MACAU (AFP) ― It has taken time and a few false starts but Asia, the spiritual and physical home of martial arts, now seems ready to take on the best in the world of modern mixed combat.
Bae Myung-ho posing with the championship belt
When Bae Myung-ho raised the Legend Fighting Championship welterweight title belt last Saturday night he showed it briefly to his fans and then the South Korean mixed martial artist went straight for the television cameras.
Bae fought in front of around 1,500 people inside Macau’s City of Dreams casino complex ― but an estimated 150 million households across the globe watched on TV.
Mixed martial arts incorporates the skills of everything from Brazilian jiu-jitsu, through judo, wrestling, karate and Muay Thai kick-boxing.
From the sold-out ringside in Macau it was easy to see why MMA has become so popular.
Fight fans were treated to everything from a knockout to a submission and, finally, Bae’s high-octane display in wrestling the welterweight crown from New Zealander Rod MacSwain through a unanimous points decision over three rounds.
The fighters enter the ring through smoke, lights and pounding beats. There are rules, of course, including no eye-gouging or blows below the belt, but pretty much everything else goes.
South Korea’s Bae Myung-ho (right) and Rod MacSwain of New Zealand vie for the Legend Fighting Championship welterweight title belt at Macau’s City of Dreams casino complex.
For Bae that meant making use of his superior strength over MacSwain and dumping him to the canvass for long periods in both the second and third of their five-minute rounds.
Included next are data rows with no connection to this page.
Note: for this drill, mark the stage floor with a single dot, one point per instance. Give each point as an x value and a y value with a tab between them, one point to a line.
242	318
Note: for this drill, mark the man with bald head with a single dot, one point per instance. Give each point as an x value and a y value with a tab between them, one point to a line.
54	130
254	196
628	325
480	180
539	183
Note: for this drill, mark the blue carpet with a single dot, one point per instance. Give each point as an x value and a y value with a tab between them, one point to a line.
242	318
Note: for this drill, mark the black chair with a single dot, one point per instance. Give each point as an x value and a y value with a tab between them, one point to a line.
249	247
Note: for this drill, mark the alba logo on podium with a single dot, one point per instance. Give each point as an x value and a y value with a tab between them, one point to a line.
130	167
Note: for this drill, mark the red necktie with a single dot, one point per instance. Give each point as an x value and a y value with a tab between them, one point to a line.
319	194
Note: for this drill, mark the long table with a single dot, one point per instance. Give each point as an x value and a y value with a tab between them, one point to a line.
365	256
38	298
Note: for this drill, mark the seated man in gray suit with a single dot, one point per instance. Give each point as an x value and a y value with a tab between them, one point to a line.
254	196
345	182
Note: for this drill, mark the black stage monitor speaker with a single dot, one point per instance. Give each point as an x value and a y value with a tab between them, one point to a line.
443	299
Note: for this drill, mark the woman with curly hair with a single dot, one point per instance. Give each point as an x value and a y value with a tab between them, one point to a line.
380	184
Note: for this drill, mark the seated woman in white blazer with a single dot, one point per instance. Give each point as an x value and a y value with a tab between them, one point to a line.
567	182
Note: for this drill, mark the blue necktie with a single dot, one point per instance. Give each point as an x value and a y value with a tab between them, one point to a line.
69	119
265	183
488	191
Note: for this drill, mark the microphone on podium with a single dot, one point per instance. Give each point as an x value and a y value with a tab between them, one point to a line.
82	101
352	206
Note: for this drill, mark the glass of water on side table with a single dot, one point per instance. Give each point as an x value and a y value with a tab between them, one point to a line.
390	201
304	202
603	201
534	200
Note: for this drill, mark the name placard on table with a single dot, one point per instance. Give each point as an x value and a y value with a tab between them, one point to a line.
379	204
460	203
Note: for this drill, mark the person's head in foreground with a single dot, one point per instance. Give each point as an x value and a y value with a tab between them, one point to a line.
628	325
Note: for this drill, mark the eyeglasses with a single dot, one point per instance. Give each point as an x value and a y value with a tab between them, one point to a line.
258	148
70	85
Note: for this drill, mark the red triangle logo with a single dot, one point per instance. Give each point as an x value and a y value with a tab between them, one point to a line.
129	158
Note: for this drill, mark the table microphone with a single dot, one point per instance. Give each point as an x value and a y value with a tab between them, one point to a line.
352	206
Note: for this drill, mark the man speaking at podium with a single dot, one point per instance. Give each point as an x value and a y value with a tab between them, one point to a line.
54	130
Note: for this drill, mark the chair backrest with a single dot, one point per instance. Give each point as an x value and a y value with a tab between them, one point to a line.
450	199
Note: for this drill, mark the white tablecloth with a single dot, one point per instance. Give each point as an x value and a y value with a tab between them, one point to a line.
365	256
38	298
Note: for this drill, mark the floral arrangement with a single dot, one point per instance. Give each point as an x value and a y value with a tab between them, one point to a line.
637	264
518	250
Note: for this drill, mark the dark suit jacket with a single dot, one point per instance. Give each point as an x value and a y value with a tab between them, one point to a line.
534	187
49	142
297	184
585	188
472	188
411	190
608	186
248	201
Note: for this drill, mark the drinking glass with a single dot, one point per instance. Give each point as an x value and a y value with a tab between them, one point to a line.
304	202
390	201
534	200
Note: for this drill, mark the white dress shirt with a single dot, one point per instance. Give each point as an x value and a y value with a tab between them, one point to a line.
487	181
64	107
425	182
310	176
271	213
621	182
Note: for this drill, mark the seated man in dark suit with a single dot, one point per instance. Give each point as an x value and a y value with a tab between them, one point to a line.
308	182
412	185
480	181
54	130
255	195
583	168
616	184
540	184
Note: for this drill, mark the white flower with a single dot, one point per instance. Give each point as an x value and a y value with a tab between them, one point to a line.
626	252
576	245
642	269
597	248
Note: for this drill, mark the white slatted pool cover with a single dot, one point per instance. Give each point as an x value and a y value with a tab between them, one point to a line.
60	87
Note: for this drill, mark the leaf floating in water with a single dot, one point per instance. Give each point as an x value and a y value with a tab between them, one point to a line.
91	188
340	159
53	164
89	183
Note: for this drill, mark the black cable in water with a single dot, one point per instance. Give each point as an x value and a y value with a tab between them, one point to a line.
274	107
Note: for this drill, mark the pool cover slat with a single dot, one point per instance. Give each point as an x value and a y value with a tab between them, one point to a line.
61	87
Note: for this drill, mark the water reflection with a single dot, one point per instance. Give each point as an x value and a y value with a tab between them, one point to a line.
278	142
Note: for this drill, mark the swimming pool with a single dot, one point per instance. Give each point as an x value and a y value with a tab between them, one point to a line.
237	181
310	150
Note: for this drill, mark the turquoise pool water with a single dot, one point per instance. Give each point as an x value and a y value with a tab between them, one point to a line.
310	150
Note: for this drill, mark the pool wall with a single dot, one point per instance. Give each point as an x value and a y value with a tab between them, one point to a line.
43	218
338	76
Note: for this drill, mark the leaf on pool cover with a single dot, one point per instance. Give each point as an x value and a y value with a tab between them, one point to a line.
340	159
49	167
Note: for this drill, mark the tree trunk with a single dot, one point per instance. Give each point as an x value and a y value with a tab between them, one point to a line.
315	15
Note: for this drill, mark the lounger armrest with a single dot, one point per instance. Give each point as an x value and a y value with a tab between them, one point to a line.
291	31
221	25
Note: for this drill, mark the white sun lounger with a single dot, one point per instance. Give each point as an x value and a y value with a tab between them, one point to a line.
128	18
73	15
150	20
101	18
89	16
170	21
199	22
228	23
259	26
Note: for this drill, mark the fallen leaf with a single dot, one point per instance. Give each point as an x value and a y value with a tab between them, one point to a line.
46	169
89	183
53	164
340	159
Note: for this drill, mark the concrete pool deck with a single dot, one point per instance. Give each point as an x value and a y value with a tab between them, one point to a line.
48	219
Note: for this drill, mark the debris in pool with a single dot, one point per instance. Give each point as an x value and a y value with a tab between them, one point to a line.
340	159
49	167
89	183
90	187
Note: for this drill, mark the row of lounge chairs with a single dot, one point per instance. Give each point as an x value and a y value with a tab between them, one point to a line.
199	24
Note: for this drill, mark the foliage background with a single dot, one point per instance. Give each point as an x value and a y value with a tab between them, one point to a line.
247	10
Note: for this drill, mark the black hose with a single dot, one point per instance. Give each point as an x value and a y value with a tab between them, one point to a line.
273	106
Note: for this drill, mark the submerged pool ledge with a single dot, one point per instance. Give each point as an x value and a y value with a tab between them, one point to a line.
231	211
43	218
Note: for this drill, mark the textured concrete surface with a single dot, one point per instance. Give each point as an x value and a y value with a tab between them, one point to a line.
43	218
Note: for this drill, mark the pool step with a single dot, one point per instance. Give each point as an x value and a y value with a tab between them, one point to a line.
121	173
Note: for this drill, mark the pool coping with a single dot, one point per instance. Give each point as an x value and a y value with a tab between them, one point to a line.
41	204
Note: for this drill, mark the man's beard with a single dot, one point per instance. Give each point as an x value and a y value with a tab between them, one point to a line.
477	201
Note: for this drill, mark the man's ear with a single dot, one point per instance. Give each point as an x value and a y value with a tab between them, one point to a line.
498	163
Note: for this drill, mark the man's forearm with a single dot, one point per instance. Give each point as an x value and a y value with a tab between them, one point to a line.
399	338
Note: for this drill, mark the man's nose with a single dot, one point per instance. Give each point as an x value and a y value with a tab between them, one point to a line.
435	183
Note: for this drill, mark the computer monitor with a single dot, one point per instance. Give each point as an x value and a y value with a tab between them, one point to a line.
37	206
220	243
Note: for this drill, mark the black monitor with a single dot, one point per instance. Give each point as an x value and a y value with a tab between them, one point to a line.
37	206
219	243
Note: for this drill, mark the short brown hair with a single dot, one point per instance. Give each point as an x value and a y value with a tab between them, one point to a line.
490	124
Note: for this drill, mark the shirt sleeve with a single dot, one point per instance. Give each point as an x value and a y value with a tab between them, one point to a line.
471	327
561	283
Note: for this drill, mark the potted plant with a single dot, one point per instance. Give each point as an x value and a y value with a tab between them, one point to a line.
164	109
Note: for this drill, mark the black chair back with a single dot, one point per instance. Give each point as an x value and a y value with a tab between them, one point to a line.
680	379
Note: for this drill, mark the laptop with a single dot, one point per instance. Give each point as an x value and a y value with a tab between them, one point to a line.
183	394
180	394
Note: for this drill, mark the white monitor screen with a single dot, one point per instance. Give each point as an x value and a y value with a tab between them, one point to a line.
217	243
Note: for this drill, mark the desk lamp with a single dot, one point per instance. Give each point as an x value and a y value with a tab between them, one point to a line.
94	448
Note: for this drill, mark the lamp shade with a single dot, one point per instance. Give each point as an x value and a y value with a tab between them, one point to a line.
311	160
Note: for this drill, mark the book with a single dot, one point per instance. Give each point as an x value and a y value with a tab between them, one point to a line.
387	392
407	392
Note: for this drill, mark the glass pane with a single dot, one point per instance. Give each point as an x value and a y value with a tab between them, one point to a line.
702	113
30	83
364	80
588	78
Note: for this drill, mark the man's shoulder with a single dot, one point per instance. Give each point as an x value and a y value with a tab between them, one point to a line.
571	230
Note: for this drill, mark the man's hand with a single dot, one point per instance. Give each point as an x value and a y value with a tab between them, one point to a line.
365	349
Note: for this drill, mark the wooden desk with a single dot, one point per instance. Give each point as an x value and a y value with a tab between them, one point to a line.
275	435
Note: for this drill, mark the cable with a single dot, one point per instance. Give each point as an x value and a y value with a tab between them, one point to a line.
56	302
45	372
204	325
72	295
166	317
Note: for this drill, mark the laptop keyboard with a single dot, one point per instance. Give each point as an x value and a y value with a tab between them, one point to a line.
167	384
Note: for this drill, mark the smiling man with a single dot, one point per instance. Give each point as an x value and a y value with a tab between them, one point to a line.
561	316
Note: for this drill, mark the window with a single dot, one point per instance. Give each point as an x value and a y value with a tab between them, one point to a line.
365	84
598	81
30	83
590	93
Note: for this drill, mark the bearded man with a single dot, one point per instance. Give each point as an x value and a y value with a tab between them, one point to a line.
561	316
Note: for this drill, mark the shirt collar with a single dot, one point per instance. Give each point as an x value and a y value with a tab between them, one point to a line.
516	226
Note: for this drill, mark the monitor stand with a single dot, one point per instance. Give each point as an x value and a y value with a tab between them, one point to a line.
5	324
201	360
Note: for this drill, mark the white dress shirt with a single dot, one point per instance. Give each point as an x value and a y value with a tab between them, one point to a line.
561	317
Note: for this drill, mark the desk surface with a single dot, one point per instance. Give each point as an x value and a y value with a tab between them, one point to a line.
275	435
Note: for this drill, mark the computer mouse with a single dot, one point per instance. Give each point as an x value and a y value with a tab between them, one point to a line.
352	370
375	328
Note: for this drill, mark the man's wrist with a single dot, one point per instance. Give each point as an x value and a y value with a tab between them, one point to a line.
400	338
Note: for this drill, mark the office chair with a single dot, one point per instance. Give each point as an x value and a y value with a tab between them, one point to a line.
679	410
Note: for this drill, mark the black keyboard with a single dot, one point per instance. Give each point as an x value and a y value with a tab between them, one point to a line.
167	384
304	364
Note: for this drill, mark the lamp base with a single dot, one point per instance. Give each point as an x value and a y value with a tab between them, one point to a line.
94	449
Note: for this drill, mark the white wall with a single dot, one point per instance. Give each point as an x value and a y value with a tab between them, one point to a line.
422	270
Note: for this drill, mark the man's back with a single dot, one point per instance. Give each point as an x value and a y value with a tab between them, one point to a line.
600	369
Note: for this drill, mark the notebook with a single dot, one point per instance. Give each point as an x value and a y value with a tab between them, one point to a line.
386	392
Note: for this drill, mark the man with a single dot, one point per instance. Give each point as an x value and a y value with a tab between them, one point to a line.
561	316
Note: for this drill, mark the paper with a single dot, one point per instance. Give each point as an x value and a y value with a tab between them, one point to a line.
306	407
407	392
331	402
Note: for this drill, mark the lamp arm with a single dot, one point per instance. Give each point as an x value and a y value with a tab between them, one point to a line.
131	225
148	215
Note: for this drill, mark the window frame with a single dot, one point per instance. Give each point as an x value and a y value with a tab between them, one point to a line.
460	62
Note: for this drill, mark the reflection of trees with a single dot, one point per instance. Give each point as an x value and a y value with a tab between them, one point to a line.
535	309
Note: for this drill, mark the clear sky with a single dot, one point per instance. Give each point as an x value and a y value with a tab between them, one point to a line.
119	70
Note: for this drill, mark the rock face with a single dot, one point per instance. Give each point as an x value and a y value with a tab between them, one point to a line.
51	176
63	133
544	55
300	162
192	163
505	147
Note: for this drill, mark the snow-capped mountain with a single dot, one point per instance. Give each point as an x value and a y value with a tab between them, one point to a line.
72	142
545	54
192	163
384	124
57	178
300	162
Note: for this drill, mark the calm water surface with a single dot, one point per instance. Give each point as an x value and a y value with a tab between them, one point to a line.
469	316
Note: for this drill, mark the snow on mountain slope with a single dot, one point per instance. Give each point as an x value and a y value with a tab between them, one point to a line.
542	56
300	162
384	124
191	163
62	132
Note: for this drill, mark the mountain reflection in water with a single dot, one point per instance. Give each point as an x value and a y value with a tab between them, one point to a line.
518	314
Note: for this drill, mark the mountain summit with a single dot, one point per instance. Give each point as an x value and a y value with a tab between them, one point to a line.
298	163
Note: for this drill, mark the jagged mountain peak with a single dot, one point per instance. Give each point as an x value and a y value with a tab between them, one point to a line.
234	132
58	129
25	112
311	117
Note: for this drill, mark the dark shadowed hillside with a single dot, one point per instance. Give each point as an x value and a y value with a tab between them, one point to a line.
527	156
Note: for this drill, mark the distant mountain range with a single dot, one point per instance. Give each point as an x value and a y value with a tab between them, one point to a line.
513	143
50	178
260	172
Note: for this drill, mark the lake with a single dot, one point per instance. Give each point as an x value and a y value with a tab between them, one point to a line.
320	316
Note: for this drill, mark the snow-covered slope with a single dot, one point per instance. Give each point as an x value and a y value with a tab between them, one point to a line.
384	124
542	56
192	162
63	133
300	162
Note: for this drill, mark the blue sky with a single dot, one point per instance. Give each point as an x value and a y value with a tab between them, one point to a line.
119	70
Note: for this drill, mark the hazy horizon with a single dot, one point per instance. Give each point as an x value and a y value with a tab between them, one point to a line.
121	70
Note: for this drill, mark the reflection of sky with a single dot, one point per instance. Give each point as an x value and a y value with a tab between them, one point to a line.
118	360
Once pinned, MacSwain could do little more than try to cover up as his opponent pounded knee after knee into his head and upper torso.
“We are experiencing a ton of momentum now,” said Legend co-founder Chris Pollack. “You have to have world-class fighters and we have that. We now think we are producing something that is as good as anything you will see.”
In the United States, mixed martial arts ― primarily through the Ultimate Fighting Championship ― has long been the most-watched sport on pay-per-view television, a feat it first achieved in 2006 when its bouts generated more than $200 million in revenue over the year.
The sport also has a long and successful history in Japan but the rest of Asia has struggled to consistently organize and market its major events internationally.
A spate of failed ventures and cancellations culminated in the debacles of the “Fury 2” and “Mayhem in Macau” cards, planned for October 2010 and January this year respectively.
Both events were axed at the last minute after poor ticket sales, rumors of internal wrangling and negative press.
But organizers of Saturday’s event signed previously unmatched broadcasting deals throughout North America and beamed the event live from Macau into the rest of China, a market even the wildly successful Ultimate Fighting Championship has struggled to pin down.
“It’s a sport where athletes can draw on the best from so many sports from this region and they now have a chance to show them to the world,” said Pollack.
The fact that Asia finds itself at the forefront of the sport has, for some, been a long time coming.
“It seems to be turning full circle as it can all be traced back to one man ― Bruce Lee,” said Hong Kong-based film director/producer Bey Logan, who specializes in martial arts films and wrote the script for action icon Jackie Chan’s “The Medallion.”
“The first filmed MMA match was the opening scene of ‘Enter the Dragon’ ― 38 years ago. Bruce Lee has the trunks and the gloves, he is fighting on a mat and takes the guy down and makes him tap out. It all goes back to that.”
He pointed to the upcoming release of Oscar-winning director Steven Soderbergh’s production “Haywire” ― which stars American mixed martial arts star Gina Carano ― as further proof that the sport has gained wide acceptance.
Pollack and his Legend Fighting Championship have three more events set for Macau in the next 12 months, as well as others in Hong Kong ― all to be beamed across the globe.
“A lot of our guys are still coming from single sports ― they are learning all about what you can use in mixed martial arts,” said Pollack. “They are learning about the sport and now the world is learning about them.”